Anyhow, just got a job! Hooray! Yesterday was my first day, so I was a little discombobulated, sorry I missed! Hadn’t worked in a while so had to get used to a different pace.
So, speaking of pace, this one is all about pace. You can definitely hear the pace in this one. You know that forever forward march toward mortality. “One day closer to death,” says Pink Floyd. I’m still on the subject of Sound in poetry, so this poem is a study of how the poet uses the sound of the pace of words to imitate the subject of the poem (a watch that just ticks, ticks, ticks, ticks forward every day and all the time). It is almost as if the person has become overcome by the watch, has become the watch, that she has become the watch.

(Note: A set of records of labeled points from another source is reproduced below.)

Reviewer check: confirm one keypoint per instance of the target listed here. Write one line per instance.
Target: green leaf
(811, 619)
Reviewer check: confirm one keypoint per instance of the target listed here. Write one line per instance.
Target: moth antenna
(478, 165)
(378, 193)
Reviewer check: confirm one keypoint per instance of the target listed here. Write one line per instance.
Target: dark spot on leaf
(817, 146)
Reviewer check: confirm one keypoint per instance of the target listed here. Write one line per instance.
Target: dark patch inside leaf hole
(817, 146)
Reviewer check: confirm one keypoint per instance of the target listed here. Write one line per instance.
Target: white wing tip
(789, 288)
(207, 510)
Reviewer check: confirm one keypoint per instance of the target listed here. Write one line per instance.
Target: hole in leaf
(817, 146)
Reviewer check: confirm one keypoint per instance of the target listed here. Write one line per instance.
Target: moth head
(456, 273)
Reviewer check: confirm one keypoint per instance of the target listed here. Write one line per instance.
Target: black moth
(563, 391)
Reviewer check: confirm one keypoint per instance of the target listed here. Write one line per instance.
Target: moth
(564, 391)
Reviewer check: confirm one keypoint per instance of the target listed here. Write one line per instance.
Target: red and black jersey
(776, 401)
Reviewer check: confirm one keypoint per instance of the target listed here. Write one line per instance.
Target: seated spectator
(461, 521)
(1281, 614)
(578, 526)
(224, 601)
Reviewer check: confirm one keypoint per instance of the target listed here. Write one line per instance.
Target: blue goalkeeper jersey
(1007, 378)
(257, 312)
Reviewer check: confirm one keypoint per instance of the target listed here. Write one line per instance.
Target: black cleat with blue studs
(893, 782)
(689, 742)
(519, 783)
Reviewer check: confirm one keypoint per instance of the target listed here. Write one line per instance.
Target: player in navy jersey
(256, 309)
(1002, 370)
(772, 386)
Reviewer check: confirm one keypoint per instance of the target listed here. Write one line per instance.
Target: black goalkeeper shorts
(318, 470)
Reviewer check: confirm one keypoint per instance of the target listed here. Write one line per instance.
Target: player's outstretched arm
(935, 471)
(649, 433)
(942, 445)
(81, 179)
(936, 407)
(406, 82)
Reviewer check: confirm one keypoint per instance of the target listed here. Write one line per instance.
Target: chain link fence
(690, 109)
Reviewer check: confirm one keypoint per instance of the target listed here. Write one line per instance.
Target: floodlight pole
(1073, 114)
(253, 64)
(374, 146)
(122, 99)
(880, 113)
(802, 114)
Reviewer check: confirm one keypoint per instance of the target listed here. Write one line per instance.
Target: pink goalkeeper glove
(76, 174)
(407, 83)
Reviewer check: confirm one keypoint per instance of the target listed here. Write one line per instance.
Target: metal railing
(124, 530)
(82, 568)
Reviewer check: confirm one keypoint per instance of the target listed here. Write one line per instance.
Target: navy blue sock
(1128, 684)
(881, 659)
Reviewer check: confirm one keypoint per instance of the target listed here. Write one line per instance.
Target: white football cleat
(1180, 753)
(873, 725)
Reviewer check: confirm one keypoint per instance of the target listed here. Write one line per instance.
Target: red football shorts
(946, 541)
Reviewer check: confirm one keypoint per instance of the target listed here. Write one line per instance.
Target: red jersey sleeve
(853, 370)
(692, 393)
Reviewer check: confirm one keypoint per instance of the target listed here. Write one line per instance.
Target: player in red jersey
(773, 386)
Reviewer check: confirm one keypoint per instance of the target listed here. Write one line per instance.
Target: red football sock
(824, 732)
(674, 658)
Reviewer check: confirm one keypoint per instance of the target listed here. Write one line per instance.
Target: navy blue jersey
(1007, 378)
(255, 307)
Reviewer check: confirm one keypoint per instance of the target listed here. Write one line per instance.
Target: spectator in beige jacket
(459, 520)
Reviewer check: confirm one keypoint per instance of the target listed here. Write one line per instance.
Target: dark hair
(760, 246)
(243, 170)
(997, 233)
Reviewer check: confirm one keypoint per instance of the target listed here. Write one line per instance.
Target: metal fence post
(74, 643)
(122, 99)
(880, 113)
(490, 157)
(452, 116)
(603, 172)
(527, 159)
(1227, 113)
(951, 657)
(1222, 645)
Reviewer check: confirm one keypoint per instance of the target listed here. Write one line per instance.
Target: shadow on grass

She makes it sound as if she is terminally ill, she “wakened on [her] hot, hard bed” and she if feeling a throbbing, even though it comes from the watch, in reading this, I get the feeling that the pain is deeper in her bones and she is ailing “I am so sick, so sick, so sick.” But time just moves forward, forward. It seems to be a terror to her haranguing her with its constant forward motion. At first the poem is speaking in ordinary sentences (though they do seem to have a steady beat), then her words start to imitate the watch (when she rhymes with tick with so sick, so sick, so sick). The last two lines are almost all clock, just a repetition of “come quick, come quick, come quick.” The exclamation mark at the end always makes me progressively read the line louder and louder until it finally hits its dramatic end.
Oh boy, drama.
Here’s the poem. Enjoy!
by Frances Cornford
I wakened on my hot, hard bed,
Upon the pillow lay my head;
Beneath the pillow I could hear
My little watch was ticking clear.
I thought the throbbing of it went
Like my continual discontent.
I thought it said in every tick:
I am so sick, so sick, so sick.
O death, come quick, come quick, come quick,
Come quick, come quick, come quick, come quick!